If I have $a^b$ - $c^d$, where $c^{d+1} \gt a^b \ge c^d$ where $a$, $b$, $c$ and $d$ are integers.
For example (with small numbers): $16^6 - 2^{24} = 0$, while $15^7 - 2^{24} = 154082159$.
I have found that the log base conversion $d = ceil(a * log(b) / log(c))$, but I cannot figure out if or how to calculate the difference of the powers.

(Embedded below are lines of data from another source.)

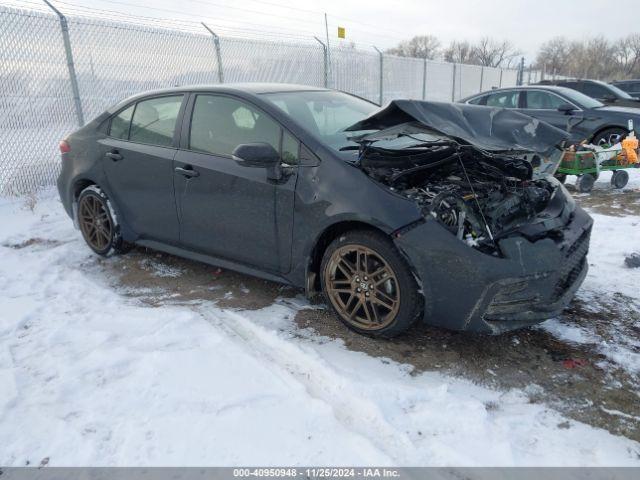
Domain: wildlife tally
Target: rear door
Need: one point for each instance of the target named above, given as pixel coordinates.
(138, 163)
(226, 208)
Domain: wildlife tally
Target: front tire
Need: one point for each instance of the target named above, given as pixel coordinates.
(585, 182)
(369, 284)
(98, 224)
(619, 179)
(610, 136)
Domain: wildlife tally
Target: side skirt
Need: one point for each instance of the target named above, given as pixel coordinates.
(216, 262)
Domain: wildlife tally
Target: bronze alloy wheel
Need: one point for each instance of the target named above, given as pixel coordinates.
(95, 222)
(362, 287)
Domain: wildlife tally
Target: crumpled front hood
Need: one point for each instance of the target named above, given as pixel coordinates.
(488, 128)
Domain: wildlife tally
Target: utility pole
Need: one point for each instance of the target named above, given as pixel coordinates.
(326, 30)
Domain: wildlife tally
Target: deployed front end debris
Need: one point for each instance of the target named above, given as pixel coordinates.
(482, 173)
(501, 243)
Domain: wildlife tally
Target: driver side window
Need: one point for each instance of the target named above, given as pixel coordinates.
(219, 124)
(539, 100)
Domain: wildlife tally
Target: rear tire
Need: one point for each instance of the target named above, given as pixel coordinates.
(561, 177)
(369, 284)
(619, 179)
(98, 223)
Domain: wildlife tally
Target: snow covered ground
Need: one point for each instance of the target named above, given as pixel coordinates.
(91, 375)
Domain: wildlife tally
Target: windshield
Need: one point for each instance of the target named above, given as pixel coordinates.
(581, 99)
(324, 113)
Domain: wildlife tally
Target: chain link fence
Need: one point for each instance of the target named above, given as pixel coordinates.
(57, 71)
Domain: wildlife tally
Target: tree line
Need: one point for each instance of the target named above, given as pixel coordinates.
(595, 57)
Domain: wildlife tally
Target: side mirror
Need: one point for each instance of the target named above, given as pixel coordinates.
(260, 155)
(566, 108)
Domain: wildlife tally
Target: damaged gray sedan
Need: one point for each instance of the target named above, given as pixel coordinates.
(501, 244)
(446, 213)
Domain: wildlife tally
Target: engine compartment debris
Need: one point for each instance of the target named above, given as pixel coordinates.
(476, 195)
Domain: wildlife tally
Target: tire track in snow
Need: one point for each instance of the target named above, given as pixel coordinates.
(356, 413)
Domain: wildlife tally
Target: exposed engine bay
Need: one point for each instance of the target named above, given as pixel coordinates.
(481, 172)
(478, 196)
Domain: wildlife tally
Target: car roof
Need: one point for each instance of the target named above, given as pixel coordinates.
(551, 88)
(633, 80)
(251, 88)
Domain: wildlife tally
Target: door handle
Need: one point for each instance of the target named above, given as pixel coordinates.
(114, 155)
(187, 171)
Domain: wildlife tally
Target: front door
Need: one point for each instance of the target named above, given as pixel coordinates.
(544, 106)
(227, 209)
(138, 163)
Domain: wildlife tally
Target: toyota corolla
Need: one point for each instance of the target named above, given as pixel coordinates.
(441, 212)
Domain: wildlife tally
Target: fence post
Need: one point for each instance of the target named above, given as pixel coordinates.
(216, 44)
(381, 73)
(520, 78)
(453, 83)
(326, 62)
(70, 65)
(424, 80)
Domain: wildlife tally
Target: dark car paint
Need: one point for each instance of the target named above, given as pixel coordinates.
(495, 294)
(613, 98)
(486, 128)
(582, 124)
(322, 194)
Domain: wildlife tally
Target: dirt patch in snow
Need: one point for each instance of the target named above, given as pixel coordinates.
(576, 379)
(608, 201)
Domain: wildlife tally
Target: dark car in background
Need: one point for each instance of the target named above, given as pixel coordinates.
(583, 117)
(392, 218)
(632, 87)
(604, 92)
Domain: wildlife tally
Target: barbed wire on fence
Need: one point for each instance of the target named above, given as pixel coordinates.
(58, 71)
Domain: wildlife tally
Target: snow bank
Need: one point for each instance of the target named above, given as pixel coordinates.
(90, 376)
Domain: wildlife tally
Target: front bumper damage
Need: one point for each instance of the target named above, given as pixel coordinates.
(465, 289)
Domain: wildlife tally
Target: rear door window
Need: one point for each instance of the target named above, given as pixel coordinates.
(539, 100)
(154, 120)
(478, 100)
(508, 99)
(219, 124)
(595, 91)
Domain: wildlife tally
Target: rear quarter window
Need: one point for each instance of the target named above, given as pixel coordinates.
(119, 127)
(154, 120)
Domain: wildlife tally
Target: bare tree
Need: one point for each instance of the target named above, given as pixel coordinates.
(627, 55)
(492, 53)
(460, 52)
(421, 46)
(553, 55)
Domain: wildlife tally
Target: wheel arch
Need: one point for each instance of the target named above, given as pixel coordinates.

I have looked and cannot find anything beyond difference of squares.
Thank you.
If your two exponents ($b$ and $d$) are even, then you can consider each number in the difference to be a square and thus potentially reduce the sizes of the numbers you are working with considerably, using difference of squares factorization. Also, if both of your exponents are divisible by 3, you can consider each power to be a cube and then note $A^3-B^3 = (A - B)(A^2 + AB + B^2)$. This can similarly reduce the magnitudes of the numbers you are working with, with only a few extra operations. However, beyond that, I think the only thing you can really use is the generalization given by Theo Bendit in the comment, which will be harder and harder to be applicable as $n$ increases, because you need both $b$ and $d$ to be divisible by $n$, and furthermore, the formula involves considerably more terms to calculate as $n$ increases, whereas single powers can be computed very quickly with successive squaring.
UPDATE: If you know your answer is pretty small, using approximations or whatever method to get a bound, then you can use the Chinese remainder theorem to arrive at your answer, simply by computing your difference of powers modulo a few rather small primes (which is easy, even for large powers, while keeping the numbers in your calculations small, by successive squaring for each power and iteratively computing and storing the remainder of each successive square modulo the prime). All you need to guarantee is that the product of primes you use is larger than the actual answer (which is why it's most beneficial when you know your answer is small magnitude).